No doubt it’s a huge achievement of modern civilization, that we can either grow or import fruit and vegetables out of season. It seems to represent complete human mastery of nature. We have learned how to bend creation to our own will, and make it serve our whims. But I wonder: is it actually good for us? How healthy is it, really?
One of the dangers is, that it’s a kind of confidence trick, making us believe that we really are lords of creation. And of course this is an illusion, as the recent heavy snow taught us. People seemed to be surprised to find a few inches of snow stopped them from carrying on their lives as normal. As usual, there was a lot of looking around for someone to blame - I even did some of that myself. But perhaps it’s good to be reminded that, after all, we cannot control every detail of our lives, especially when it comes to the environment we did not create. Most of the people of the world, who don’t live in the wealthy developed countries, know only too well what it is like to be unable to control the forces of nature, as we have seen tragically in the recent earthquake in Haiti, and many other natural disasters.

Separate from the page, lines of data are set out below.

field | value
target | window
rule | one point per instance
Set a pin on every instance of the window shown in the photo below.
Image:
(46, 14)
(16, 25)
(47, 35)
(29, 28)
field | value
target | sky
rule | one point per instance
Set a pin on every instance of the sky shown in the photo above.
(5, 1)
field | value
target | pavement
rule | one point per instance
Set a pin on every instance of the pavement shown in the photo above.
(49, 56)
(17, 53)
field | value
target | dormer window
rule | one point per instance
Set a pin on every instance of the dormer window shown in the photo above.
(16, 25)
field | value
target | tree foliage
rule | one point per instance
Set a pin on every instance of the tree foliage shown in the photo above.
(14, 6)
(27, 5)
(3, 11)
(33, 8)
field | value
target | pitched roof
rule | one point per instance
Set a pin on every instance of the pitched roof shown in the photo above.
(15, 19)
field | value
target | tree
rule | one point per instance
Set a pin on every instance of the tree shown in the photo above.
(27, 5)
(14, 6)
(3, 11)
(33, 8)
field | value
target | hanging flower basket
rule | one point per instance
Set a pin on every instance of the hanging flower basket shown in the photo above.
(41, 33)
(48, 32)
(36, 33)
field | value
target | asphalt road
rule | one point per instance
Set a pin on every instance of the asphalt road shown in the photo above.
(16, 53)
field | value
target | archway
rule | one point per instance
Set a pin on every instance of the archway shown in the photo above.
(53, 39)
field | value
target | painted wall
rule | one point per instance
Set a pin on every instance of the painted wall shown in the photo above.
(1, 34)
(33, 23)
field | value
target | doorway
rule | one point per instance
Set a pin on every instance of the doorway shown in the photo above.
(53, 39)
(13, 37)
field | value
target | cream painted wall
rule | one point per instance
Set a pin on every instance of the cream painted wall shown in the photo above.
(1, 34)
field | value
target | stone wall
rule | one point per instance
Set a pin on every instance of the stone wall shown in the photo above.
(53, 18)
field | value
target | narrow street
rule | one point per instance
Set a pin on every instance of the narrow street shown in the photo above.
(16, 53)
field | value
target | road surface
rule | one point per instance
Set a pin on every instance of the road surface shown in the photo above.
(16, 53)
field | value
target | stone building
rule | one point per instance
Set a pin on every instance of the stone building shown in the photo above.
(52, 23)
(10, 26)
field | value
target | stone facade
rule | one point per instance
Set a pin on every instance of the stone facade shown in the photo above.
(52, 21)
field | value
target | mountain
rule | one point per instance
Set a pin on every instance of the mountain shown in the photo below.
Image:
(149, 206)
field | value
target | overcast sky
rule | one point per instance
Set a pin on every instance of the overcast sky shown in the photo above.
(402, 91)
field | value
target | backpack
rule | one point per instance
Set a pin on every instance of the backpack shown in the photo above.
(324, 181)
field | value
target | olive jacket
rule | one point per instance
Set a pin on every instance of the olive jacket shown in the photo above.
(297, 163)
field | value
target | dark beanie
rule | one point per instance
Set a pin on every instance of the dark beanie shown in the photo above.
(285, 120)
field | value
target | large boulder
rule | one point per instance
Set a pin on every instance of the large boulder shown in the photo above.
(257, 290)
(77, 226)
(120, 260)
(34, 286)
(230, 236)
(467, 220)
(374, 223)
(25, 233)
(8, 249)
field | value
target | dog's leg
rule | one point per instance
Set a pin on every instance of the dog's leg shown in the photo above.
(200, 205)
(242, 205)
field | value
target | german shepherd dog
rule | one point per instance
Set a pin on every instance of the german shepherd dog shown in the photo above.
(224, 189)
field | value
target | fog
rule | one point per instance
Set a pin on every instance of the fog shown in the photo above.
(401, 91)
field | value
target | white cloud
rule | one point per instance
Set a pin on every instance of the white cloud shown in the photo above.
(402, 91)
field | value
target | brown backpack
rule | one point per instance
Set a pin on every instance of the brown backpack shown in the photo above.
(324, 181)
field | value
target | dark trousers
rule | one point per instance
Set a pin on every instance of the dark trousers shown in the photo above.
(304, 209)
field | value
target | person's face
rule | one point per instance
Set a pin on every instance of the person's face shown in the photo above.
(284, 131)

How, then, can we promote mental and emotional health in the ways we relate to our environment? The traditional wisdom of earlier generations used to emphasize the importance of marking the seasons, and living in harmony with them. Nature has rhythms of birth and death, growth and fruiting and diminishing, flowing and ebbing. Perhaps our lives will be better, if we go with the flow of the seasons, instead of trying to resist it? There are many voices within the environmental movement which encourage us to do just this, by eating locally produced, seasonal fruit and vegetables, rather than food that comes with lots of ‘air miles’.

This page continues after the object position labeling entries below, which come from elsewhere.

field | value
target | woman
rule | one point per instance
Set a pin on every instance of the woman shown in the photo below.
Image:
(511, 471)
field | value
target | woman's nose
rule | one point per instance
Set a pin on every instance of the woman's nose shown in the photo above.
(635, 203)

The Church echoes this traditional wisdom by its use of liturgical seasons in its life and worship. Christmas comes at the darkest, coldest time of the year. It doesn’t matter whether Jesus was actually born on December 25th - we simply don’t know the date. It was the wisdom of the Church to celebrate the birth of the Son of God who brings life and light to all, just at the time when all of nature tells of our need for this. Easter, the day of resurrection to new life, is celebrated in the springtime. Here we have evidence that Jesus did indeed die, and was raised to life, just at this time of the Jewish Passover. But in God’s plan it is no accident that this happened at a time of year when the natural seasons symbolically reinforce the message that God brings new life from the dead.
February, as usual, includes the beginning of the season of Lent. This is a part of the rhythm we can bring to how we live, an alternating of feasting and fasting. Easter is the greatest feast of all, and to enjoy it to the full, we need to keep a time of fasting beforehand. And before that fasting, it was common to celebrate Mardi Gras or Shrove Tuesday: a feast of enjoying rich foods that you would not be using again until Easter came. These disciplines of eating or abstaining are not just about a physical detox - though that can be of immense value for many of us, in a day when we are constantly told that obesity is one of the greatest health problems facing the nation. They also encourage us to undergo a kind of spiritual detox, in which we take stock of our lives to see if there are habits of thought, behaviour, attitudes, speech or spending, that we ought to let go of.
How do we spend our leisure time? How do we spend, or earn, our money? How do we treat the people in our lives: our partners, family, or colleagues? How do we plan to vote, and why? How do we use the world’s resources at our disposal? All of these are questions that Lent invites us to ask, as we avail ourselves once again of this seasonal opportunity to go with the flow of what God has designed us to be.